Private chauffeurs suspend Monday protests scheduled in Costa Rica
In an ongoing dispute between government officials, formal taxi drivers and private chauffeurs – which has left motorists in Costa Rica repeatedly stuck in traffic – private chauffeurs, or “porteadores,” reached an agreement with government officials Thursday night, suspending street protests planned for next week.
Porteadores began blocking roads at 6 a.m. on Thursday, including several important routes in the capital and in the provinces of Cartago, Alajuela, Heredia and Limón. They demanded that President Laura Chinchilla issue hundreds of new permits to allow them to operate legally.
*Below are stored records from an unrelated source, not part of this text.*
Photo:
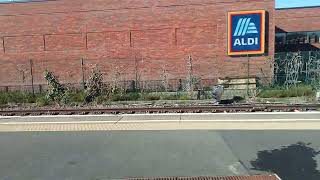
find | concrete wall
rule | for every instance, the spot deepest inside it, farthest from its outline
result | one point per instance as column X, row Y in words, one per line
column 135, row 37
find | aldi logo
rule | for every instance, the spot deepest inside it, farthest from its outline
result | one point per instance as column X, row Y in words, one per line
column 246, row 32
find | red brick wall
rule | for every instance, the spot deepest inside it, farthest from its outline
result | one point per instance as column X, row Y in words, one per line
column 298, row 19
column 131, row 36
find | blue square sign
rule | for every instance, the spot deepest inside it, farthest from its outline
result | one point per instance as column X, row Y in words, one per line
column 246, row 32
They also called on police to regulate illegally operated cabs, known as “piratas.”
Government officials agreed to extend a 45-day deadline for issuing additional permits to minibus operators, and promised to deliver an ID to each company that was granted a transport concession.
Both parties agreed to meet again in two weeks in talks that will include taxi drivers’ union representatives, who also protested and blocked streets on Tuesday to demand the government enforce regulations on porteadores and piratas.
Formal taxi drivers – usually noted for their red and orange cabs – threatened to block streets during the upcoming visit of U.S. President Barack Obama on May 3, a statement that President Laura Chinchilla on Thursday called “an unfair measure that will affect the country’s image.”
Leaders of the of Taxi Drivers’ Union said they will block all streets surrounding the Juan Santamaría International airport, outside San José, the day Obama arrives in Costa Rica.